The basic idea of filtering, a.k.a. state estimation, goes like this. There is some state $X(t)$, of which we observe a noisy function $Y$. Assuming the dynamics of the hidden state is known, and we have a sequence of observations of $Y$, how should we estimate $X$? That is, what filter should we apply to the $Y$ signal to recover the state? In the 1940s, Norbert Wiener and Andrei Kolmogorov (independently) found the solution which gives the optimal linear, time-invariant filter. In the early 1960s, Kalman and Bucy (together) found the optimal filter for systems with linear dynamics and Gaussian noise, and later that decade Stratonovich and Kushner (independently) solved the problem of the optimal nonlinear filter, which gives not just a point-estimate (like the Wiener or Kalman filters), but the whole probability distribution of the state conditional on all previous observations. Their nonlinear filter has the very nice property that it's recursive, meaning that our estimate at time $t+1$ is a function of our estimate at time $t$ and the new observation we take at $t+1$ --- we don't need to keep around the entire previous measurement history. There's been a lot of work on this theory in probabiliy and stochastics (see e.g. this site by R. W. R Darling, who has some nice papers on the uses of differential geometry in filtering), but people in nonlinear dynamics don't attend to it much.
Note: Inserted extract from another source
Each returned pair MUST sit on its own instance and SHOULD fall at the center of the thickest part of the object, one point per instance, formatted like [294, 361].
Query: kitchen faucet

Bröcker and Parlitz's paper is a nice illustration of why we should: it lets us solve some tricky problems! In particular they give a very nice analysis of some of the recently-popular schemes for encoding bits into dynamical systems, which has applications in communications and especially cryptography. Despite a few lapses in English grammar, this is a very well-written and well-laid-out paper, moving from a broad overview of the problems of communication theory, and the differences between the Shannon and the Wiener approaches thereto, to nonlinear filtering and applications, and even including, as an appendix, a review of the basics of the ergodic theory of Markov processes.

Gregory L. Eyink, "A Variational Formulation of Optimal Nonlinear Estimation", physics/0011049

While on the subject of nonlinear filtering, this somewhat older paper includes a very nice introduction to the problem and the Stratonovich-Kushner solution, as well as proposing a tractable numerical approximation scheme. In addition to straight-forward applications to our problems, complex-systems wallahs should be interested in the (sound) analogies Eyink draws to non-equilibrium statistical mechanics and turbulence.

Vladimir K. Vanag and Irving R. Epstein, "Segmented spiral waves in a reaction-diffusion system", Proceedings of the National Academy of Sciences (USA) 100 (2003): 14635--14638 [link]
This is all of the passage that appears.